A man holds a sign during a rally to show support for Uighurs and their fight for human rights in Hong Kong, Sunday, Dec. 22, 2019.
Anayit, in an interview with China Global Television Network, said the Chinese government has attached “great importance to the cultivation of Islamic clergies.” He said the government has subsidized Islamic schooling, including Xinjiang Islam Institute which has over 1,000 students throughout its eight branches around the region, including in Ili, Urumqi, Hotan, and Kashgar.
“The criminals who have been prosecuted are neither religious personages nor religious staff. They are criminals who spread extremism and engage in separation, infiltration, sabotage, and terrorist and extremist activities under the banner of Islam,” said Anayit.
However, some experts say Chinese officials are increasingly using religious extremism charges to gain a free hand in their campaign against Uighurs and their religious leadership.
“These crimes have become so vague even before Chinese law,” Rian Thum, a historian of Islam in China at the University of Nottingham, told VOA.
“They created a long list of illegal religious activities, most of which are not actually illegal things to do in other contexts. For example, to pray at a mosque that is not your hometown mosque can be an illegal religious activity,” Thum said.

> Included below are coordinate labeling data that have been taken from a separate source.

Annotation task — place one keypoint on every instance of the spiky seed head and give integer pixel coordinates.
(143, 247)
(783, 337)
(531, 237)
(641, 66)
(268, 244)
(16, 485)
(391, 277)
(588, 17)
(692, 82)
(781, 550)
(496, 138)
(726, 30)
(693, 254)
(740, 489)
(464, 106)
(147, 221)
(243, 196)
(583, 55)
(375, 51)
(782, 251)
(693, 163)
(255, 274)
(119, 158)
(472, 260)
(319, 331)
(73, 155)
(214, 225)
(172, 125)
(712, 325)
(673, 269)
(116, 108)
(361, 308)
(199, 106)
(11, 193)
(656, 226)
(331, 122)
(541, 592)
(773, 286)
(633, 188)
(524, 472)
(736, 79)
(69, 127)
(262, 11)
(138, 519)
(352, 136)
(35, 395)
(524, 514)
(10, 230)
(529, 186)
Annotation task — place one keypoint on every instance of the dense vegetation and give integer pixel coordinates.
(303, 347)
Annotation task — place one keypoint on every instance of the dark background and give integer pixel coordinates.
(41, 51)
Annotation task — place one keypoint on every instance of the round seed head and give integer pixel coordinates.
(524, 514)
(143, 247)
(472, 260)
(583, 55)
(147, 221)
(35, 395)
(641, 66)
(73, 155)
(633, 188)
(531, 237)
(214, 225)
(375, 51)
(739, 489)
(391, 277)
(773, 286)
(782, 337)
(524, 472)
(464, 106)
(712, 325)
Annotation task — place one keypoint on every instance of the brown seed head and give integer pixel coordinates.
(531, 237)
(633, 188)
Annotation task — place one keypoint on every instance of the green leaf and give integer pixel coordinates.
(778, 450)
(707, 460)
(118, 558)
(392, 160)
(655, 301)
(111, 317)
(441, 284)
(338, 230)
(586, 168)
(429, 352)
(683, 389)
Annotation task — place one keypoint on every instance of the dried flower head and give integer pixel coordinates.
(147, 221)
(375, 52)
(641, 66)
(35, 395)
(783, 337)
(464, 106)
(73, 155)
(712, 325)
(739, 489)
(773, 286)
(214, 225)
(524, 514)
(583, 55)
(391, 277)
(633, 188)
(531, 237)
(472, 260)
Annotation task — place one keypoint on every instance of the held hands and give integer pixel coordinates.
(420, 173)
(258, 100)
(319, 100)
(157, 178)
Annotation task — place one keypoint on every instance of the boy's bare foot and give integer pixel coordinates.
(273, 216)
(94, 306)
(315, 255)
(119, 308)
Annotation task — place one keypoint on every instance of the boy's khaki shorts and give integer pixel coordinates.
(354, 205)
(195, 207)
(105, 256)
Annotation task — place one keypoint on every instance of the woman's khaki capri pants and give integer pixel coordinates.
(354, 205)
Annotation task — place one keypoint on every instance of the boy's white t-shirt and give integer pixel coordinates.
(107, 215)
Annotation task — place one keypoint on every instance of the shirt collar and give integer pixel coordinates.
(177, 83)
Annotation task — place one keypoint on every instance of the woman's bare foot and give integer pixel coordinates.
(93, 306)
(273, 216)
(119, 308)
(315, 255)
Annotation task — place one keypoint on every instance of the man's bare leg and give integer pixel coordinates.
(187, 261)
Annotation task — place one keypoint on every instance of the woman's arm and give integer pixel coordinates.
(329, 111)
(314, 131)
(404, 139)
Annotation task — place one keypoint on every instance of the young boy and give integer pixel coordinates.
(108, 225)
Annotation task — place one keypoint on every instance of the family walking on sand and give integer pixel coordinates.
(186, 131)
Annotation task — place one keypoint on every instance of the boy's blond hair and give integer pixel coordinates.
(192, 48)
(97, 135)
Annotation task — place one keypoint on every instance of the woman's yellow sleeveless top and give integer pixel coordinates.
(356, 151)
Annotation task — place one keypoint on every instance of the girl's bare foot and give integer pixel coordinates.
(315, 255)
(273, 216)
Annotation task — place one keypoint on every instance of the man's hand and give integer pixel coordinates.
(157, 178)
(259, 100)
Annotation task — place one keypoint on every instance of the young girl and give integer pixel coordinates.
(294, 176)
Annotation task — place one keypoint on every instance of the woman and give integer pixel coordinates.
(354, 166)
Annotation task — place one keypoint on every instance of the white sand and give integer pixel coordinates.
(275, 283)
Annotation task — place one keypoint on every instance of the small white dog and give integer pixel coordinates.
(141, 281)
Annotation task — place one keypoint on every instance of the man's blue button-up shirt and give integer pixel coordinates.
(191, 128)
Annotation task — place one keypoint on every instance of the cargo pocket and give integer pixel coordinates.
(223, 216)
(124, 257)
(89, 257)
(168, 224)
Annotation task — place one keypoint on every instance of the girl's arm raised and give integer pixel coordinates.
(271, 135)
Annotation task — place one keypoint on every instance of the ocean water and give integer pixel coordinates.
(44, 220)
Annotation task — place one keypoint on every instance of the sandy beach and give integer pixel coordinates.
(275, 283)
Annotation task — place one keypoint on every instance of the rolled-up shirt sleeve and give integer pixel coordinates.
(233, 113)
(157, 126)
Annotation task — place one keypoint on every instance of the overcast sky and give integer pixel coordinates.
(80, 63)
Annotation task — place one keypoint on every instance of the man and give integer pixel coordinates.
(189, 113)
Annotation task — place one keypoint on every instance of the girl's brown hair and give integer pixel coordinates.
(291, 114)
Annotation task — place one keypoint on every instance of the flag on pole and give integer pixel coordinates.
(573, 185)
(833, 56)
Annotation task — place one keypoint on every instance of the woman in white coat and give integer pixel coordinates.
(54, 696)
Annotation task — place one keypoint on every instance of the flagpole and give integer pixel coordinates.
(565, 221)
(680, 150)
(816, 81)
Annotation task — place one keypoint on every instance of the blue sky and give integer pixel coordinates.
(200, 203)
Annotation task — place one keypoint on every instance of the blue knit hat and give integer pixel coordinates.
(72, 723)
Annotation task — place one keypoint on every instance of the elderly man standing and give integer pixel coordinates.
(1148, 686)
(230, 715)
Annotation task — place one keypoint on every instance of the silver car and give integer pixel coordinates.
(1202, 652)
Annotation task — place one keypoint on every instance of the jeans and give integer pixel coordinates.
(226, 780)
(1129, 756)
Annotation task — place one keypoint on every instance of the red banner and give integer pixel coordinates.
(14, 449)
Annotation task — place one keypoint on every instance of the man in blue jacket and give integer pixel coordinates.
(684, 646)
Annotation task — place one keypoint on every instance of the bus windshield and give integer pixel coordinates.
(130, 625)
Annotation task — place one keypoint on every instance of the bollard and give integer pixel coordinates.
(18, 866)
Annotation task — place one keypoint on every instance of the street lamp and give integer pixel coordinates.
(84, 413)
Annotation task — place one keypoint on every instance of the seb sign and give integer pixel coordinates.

Pursuing imams as the main targets in Xinjiang should not come as a surprise, charged Abduweli Ayup, the founder of Uyghur Hjelp.
“They are people who can lead, organize, and mobilize Uighurs in large numbers, and mosques are the only places where Uighur language was kept intact,” he added.
Ayup said the Chinese government was giving the imams salaries ranging from 600 to 5000 RMB before its clampdown campaign in Xinjiang. The detention, he said, is a part of a larger attempt by the Communist party to prevent a flourishing Uighur identity and culture.
No one is immune
The cases of arrest against government-employed religious leaders reveal that even those who have rose through the ranks of the Chinese system are not protected from persecution, according to Timothy Grose, a professor of China Studies at Rose-Hulman Institute of Technology.
Locking up the clerics is an effort to sever “the inter-generational transmission of religious knowledge among Uiyghurs,” Grose told VOA.
According to Gene Bunin, the founder of Xinjiang Victim’s Database, a website dedicated to collecting data information on detained indigenous residents in Xinjiang, the estimated number of arrested imams among some Turkic communities in the region could be up to 50%. Most of them are taken to the detention camps described by Chinese officials as “vocational training centers” set up to de-radicalize people and teach them new work skills.
“For the reported Kazakhs, imams are about 50% of the victims. For Uighurs, it's very few, up to 10%,” Bunin told VOA, adding that the number of detained Uighur imams could be much higher.
While imams living in Xinjiang remain most exposed to the Chinese government campaign, those outside are not immune. Families of some Uighur religious figures claim they were possibly tricked into returning to China under false promises.
False promises
Meryemgul Abdulla, a Uighur based in Turkey, told VOA that her husband and a religious scholar, Abduhalik Abdulhak, were arrested after returning to China under the false pledge of allowing him to build a museum.
Abdulhak, a 48-year-old father of five from China and a former graduate of Islamic law from Al-Azhar University in Cairo, Egypt, also worked as a businessman in addition to being a religious leader in his community.
Abdulla said Abdulhak returned to China in March 2017 after receiving a message purportedly from his brother that his long-awaited application to establish a museum in commemoration of his great uncle and prominent early 20th century Uighur poet, was approved by local authorities in Turpan city in Xinjiang.
“Soon after he arrived in China, he was taken to a concentration camp in Turpan,” Abdulla told VOA. “I have had no news of him since.”